World Oil, Metal Prices Boost Kazakh Economy

ASTANA, Kazakhstan -- Commodity exports will propel Kazakhstan's economy 3 percent to 4 percent up in 2000 but financial and structural reform is needed to kick-start growth in other sectors, Prime Minister Kasymzhomart Tokayev said Wednesday.

"From the start of the year we have felt this confidence that we are entering a new phase of stability and growth," Tokayev said in an interview. "The optimism is based on the situation on international markets."

Kazakhstan, which relies mostly on raw material exports to make ends meet, is currently basking in the glow of higher commodity prices, with oil standing at nearly $25 a barrel compared with $10 a year ago. Metals prices, too, are higher.

But after-affects still linger from weak export values and the collapse of the Russian currency in 1998, and the once promising economy of the former Soviet state has foundered since then, revealing basic structural weaknesses.

In particular, the crisis showed up Kazakhstan's dependence on raw materials which have received more than 80 percent of investments channeled into the country since 1991, while agriculture and other industries have languished.

Tokayev acknowledged that much needed to be done if the country was to enter the lane of fast growth.

"We need to move from just plugging budget gaps to real economic development. Our strategic aim now is to cut our dependence on commodities exports."

Wiping out unemployment, boosting agriculture and local processing industries together with reforming the legal and banking framework and financing some import substitution projects would be among tasks for 2000, he said.

The scenario was different when Tokayev took office in October. The 46-year-old former foreign minister is credited with crafting Kazakhstan's finely-balanced foreign policy, but analysts questioned his economic credentials for the new job.

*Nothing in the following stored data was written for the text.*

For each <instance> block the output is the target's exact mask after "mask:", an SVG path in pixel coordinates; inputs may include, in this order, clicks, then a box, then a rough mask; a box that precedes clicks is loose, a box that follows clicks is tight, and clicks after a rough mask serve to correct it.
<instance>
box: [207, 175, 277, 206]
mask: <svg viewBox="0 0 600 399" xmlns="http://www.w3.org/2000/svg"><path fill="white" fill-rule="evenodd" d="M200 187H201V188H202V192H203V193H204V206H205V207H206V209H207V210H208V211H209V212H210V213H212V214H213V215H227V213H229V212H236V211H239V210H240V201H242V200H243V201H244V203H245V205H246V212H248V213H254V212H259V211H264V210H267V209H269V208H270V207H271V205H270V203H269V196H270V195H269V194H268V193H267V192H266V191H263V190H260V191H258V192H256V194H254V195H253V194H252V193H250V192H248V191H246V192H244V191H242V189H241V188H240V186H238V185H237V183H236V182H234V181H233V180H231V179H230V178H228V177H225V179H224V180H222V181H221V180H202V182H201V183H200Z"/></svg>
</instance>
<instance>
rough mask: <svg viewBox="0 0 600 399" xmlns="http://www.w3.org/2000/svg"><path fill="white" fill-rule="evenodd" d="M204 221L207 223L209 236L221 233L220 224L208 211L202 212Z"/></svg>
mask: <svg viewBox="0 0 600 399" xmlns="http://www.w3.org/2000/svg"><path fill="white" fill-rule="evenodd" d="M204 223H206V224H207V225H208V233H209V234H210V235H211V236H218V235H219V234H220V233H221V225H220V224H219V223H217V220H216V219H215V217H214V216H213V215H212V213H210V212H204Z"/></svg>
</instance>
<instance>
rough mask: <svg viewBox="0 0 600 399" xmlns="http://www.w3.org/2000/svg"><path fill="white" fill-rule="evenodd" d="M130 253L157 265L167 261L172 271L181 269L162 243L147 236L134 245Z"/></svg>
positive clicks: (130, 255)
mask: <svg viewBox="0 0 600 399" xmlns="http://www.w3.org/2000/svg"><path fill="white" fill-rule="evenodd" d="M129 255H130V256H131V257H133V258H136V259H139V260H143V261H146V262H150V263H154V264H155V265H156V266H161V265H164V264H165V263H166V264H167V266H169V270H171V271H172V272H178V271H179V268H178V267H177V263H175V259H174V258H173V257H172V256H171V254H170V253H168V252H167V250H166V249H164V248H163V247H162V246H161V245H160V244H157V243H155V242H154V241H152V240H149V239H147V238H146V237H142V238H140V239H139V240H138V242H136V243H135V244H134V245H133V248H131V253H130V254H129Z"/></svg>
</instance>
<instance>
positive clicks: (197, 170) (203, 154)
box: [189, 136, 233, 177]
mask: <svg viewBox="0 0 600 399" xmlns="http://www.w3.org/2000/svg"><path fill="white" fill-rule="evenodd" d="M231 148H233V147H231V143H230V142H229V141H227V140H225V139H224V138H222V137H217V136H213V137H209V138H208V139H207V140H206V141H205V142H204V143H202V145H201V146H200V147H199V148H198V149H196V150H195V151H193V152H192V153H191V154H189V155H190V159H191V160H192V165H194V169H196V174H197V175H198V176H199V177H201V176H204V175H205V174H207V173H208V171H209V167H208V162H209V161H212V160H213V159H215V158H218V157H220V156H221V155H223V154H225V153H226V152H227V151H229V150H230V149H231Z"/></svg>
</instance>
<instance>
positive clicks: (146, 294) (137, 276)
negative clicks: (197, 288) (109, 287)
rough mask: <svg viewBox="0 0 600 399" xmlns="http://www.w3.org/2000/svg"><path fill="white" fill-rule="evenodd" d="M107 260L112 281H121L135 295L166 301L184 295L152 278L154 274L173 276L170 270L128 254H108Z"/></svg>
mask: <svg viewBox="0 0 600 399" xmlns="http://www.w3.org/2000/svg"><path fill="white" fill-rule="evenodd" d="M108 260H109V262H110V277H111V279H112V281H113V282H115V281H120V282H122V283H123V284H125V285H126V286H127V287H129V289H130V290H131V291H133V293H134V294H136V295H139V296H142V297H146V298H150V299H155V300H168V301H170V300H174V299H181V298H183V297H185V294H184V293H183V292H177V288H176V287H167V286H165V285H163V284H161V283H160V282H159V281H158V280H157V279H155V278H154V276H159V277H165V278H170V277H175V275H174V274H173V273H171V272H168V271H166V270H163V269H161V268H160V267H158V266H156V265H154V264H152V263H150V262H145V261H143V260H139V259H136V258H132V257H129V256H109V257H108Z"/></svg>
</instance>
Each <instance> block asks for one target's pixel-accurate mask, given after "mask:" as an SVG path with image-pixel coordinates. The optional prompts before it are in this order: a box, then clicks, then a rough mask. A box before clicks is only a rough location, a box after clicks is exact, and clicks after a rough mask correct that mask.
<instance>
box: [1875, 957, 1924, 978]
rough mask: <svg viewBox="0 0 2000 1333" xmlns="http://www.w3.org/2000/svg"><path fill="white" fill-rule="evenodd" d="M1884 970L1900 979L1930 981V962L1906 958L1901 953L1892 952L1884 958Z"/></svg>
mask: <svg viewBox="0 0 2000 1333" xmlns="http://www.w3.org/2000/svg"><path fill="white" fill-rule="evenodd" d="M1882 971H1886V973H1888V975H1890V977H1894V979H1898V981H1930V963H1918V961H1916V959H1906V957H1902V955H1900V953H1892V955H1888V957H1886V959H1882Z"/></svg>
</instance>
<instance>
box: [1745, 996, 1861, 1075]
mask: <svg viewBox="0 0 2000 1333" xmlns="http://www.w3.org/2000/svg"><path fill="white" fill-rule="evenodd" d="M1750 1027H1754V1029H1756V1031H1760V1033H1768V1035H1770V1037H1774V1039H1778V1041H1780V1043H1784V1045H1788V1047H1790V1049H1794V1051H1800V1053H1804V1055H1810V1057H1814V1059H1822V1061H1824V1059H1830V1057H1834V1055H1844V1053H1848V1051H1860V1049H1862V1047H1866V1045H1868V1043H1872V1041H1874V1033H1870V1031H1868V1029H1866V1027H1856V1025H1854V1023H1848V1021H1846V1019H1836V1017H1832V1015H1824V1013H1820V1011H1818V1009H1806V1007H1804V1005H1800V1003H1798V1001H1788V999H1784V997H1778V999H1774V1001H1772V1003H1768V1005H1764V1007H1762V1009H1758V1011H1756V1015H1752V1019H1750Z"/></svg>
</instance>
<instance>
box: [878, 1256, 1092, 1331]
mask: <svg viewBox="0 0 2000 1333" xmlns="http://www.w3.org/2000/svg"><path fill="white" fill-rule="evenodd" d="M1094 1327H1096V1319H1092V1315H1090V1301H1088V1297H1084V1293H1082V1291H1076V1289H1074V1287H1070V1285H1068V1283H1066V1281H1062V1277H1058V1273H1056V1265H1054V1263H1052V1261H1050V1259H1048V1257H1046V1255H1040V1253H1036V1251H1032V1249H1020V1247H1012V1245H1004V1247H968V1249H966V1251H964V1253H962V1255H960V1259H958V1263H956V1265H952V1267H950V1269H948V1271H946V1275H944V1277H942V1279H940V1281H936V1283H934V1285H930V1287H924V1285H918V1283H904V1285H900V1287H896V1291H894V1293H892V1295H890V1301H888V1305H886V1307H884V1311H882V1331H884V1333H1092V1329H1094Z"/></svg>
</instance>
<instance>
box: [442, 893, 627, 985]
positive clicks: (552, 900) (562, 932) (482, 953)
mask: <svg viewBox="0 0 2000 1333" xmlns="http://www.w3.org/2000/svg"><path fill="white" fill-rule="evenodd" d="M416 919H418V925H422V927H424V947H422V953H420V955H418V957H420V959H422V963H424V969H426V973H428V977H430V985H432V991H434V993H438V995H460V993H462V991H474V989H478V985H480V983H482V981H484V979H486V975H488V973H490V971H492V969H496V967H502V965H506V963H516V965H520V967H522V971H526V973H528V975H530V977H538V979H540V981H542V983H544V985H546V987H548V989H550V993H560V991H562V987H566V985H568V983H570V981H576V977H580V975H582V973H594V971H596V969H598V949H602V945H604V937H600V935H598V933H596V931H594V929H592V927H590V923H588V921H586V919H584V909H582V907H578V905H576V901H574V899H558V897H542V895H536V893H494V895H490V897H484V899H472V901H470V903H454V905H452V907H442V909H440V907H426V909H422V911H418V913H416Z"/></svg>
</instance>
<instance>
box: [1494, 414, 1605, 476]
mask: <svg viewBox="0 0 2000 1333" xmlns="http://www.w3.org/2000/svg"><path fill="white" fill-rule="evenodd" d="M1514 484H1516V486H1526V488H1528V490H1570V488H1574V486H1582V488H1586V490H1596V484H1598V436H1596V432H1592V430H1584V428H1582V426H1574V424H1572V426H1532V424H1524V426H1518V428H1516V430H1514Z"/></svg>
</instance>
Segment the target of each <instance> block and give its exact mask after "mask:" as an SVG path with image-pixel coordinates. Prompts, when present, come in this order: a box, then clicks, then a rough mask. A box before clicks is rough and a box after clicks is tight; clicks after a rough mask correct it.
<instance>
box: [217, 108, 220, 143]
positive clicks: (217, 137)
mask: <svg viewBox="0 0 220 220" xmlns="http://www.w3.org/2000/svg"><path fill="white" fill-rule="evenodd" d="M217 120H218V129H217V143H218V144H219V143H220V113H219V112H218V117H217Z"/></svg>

However, the situation has improved since. The economy grew by 1 percent in 1999, and industrial output on the back of the tenge devaluation rose 6.9 percent in the last quarter.

Tokayev admitted efforts to diversify would be financed, at least initially, through energy and borrowing on capital markets.

He also vowed to keep privatization on course and said there could be no turning back to the past despite difficulties.

"Under no circumstances will privatization results be reversed, even when they were flawed," he said.

"Kazakhstan must learn from past errors and we can only go forward from here."